The pressure is on for the Brit who is still hoping to be retained by the French manufacturer next season alongside new recruit Nico Hulkenberg.
But with current team mate Kevin Magnussen and Manor's Esteban Ocon also vying for the position, Palmer is up against big opposition.
The British driver's performance level has gone up recently however, with a point-scoring 10th place finish achieved in Malaysia followed by a good run in Japan which Palmer was particularly happy with.
"I think it was a very good performance and we’re almost in the top half of the field on pure race performance now," he said.

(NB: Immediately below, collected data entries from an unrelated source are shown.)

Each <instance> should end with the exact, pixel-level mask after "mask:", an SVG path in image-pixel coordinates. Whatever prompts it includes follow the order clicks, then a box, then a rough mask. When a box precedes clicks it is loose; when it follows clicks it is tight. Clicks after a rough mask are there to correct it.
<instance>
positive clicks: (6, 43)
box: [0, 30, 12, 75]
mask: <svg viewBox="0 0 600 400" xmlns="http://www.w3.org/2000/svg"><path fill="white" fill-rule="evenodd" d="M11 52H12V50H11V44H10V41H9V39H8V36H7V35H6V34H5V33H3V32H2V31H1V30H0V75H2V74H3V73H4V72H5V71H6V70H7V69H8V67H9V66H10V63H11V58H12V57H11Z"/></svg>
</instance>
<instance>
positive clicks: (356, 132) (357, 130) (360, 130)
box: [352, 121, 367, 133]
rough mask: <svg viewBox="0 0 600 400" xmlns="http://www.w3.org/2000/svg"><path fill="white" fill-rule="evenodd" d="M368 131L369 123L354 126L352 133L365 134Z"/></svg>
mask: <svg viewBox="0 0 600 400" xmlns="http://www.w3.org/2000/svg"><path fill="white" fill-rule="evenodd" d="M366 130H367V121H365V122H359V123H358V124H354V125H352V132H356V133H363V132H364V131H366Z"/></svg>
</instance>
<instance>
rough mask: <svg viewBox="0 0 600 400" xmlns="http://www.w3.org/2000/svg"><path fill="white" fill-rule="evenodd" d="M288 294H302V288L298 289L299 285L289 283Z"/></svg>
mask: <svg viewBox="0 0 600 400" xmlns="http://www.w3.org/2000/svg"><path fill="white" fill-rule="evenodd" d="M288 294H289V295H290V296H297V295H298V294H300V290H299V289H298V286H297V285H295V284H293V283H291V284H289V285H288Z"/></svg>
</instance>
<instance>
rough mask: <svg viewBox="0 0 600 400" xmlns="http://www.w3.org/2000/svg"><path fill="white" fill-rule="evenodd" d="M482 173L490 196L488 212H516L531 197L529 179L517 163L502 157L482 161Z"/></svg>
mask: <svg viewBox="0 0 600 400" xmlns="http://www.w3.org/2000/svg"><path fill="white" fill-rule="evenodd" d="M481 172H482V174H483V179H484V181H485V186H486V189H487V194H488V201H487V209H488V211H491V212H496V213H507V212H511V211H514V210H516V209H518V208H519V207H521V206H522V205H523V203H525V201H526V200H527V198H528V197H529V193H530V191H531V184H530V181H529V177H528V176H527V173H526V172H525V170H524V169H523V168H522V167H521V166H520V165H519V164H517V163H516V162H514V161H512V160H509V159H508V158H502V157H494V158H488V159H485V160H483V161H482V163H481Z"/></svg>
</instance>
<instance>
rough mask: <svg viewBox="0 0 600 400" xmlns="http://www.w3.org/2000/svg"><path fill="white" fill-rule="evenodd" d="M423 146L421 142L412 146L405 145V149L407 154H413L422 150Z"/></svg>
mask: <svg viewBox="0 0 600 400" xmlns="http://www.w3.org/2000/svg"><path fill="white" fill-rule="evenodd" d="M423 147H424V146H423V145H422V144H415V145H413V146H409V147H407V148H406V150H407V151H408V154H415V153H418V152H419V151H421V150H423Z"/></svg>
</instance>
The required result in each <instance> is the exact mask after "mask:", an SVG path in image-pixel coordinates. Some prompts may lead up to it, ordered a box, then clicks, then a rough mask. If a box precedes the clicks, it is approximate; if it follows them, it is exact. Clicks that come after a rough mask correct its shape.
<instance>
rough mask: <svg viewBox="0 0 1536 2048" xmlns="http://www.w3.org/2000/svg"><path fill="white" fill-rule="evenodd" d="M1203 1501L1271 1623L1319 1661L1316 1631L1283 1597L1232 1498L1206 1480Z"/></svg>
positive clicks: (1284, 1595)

"We had a good strategy and strong pace; everything is progressing a lot really. Had we had the same amount of people retiring from the race as there has been in previous outings, we would have been scoring some strong points in Japan."
Since its return to F1 as a fully works outfit, Renault has struggled to provide its drivers with a competitive car, but recently a substantial improvement of pace has materialised.
"We know a lot more about the car and something the team has done really well this year is develop every aspect of how we utilise the car on track.
"This includes how we use the tyres, how we look at strategy and so on. From myself, I feel stronger and more confident with every race and that’s what you expect in a first season.
"In Japan, we had good pace, good strategy, kept the tyres alive and that's what we've been doing quite well the last two races. We’ve managed to jump into the midfield.."
The RS16's improvement comes at a crucial time for Palmer who absolutely needs to perform and deliver another good result this weekend in Austin as he fights to remain in Renault's good graces, and perhaps even in Formula 1 altogether.
"The biggest pressure is in qualifying because it's all down to one lap," Palmer explained to Autosport.
"If you don't put the lap together you are out in Q1, which is what happened to me in Malaysia and Kev in Japan, so there's big pressure on us.
"In the race I sort of thrive on it a little bit more because it's not down to one lap. It's difficult with the pressure because we've got to show what we can do, to try and show the bosses.
"You can't make any mistakes, but you can't be too safe either or you're too slow, so it's a compromise. Without the pressure that your career's on the line, it's probably a little bit easier.
"Without pressure everything is kind of second nature, whereas for us there's occasionally an element of tightening up.
"It would be nice to be a little bit more relaxed. There's always pressure in F1, but to know your career is on the line, it feels like every second that passes."